By default, all non-debug categories are enabled, but you can enable a specific one like this:

perfetto::protos::gen::TrackEventConfig track_event_cfg;
track_event_cfg.add_disabled_categories("*");
track_event_cfg.add_enabled_categories("rendering");

Next, build the main trace config together with the track event part:

perfetto::TraceConfig cfg;
cfg.add_buffers()->set_size_kb(1024);  // Record up to 1 MiB.
auto* ds_cfg = cfg.add_data_sources()->mutable_config();
ds_cfg->set_name("track_event");
ds_cfg->set_track_event_config_raw(track_event_cfg.SerializeAsString());

If your app includes a custom data source, you can also enable it here:

ds_cfg = cfg.add_data_sources()->mutable_config();
ds_cfg->set_name("my_data_source");

After building the trace config, you can begin tracing:

std::unique_ptr<perfetto::TracingSession> tracing_session(
    perfetto::Tracing::NewTrace());
tracing_session->Setup(cfg);
tracing_session->StartBlocking();

TIP: API methods with Blocking in their name will suspend the calling thread until the respective operation is complete. There are also asynchronous variants that don't have this limitation.

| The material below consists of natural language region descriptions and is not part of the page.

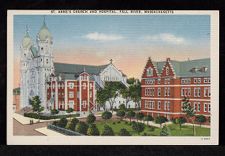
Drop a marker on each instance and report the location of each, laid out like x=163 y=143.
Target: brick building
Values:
x=165 y=84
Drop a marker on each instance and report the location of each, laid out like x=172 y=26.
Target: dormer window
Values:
x=149 y=71
x=167 y=70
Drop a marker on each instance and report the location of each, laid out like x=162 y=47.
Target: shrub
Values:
x=107 y=131
x=138 y=127
x=54 y=111
x=62 y=122
x=106 y=115
x=81 y=127
x=93 y=130
x=120 y=113
x=91 y=118
x=72 y=124
x=124 y=132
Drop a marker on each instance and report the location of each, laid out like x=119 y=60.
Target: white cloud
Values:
x=103 y=37
x=167 y=38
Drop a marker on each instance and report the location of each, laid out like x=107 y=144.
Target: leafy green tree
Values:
x=200 y=119
x=91 y=118
x=148 y=118
x=160 y=120
x=130 y=114
x=92 y=130
x=101 y=98
x=62 y=122
x=106 y=115
x=81 y=127
x=138 y=127
x=124 y=132
x=180 y=121
x=72 y=124
x=54 y=111
x=139 y=116
x=165 y=131
x=189 y=111
x=107 y=131
x=120 y=113
x=35 y=102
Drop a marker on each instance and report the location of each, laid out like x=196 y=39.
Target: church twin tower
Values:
x=36 y=65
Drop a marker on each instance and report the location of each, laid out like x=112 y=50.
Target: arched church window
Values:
x=149 y=71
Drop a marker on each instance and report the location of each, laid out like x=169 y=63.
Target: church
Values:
x=60 y=85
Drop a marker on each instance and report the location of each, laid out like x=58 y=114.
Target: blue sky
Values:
x=91 y=39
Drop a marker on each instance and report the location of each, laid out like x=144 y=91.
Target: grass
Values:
x=174 y=129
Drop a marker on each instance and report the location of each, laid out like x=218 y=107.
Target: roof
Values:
x=184 y=68
x=69 y=71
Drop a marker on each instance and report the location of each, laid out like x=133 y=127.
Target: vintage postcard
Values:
x=104 y=77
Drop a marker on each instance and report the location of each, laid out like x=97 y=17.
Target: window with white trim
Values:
x=71 y=94
x=159 y=91
x=159 y=105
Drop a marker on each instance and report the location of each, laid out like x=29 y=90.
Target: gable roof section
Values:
x=68 y=71
x=182 y=68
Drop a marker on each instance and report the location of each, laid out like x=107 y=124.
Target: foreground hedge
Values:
x=44 y=117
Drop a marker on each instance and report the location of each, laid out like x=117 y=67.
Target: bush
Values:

Now that tracing is active, instruct your app to perform the operation you want to record. After that, stop tracing and collect the protobuf-formatted trace data:

tracing_session->StopBlocking();
std::vector<char> trace_data(tracing_session->ReadTraceBlocking());

// Write the trace into a file.
std::ofstream output;
output.open("example.perfetto-trace", std::ios::out | std::ios::binary);
output.write(&trace_data[0], trace_data.size());
output.close();

To save memory with longer traces, you can also tell Perfetto to write directly into a file by passing a file descriptor into Setup(), remembering to close the file after tracing is done:

int fd = open("example.perfetto-trace", O_RDWR | O_CREAT | O_TRUNC, 0600);
tracing_session->Setup(cfg, fd);
tracing_session->StartBlocking();
// ...
tracing_session->StopBlocking();
close(fd);

The resulting trace file can be directly opened in the Perfetto UI or the Trace Processor.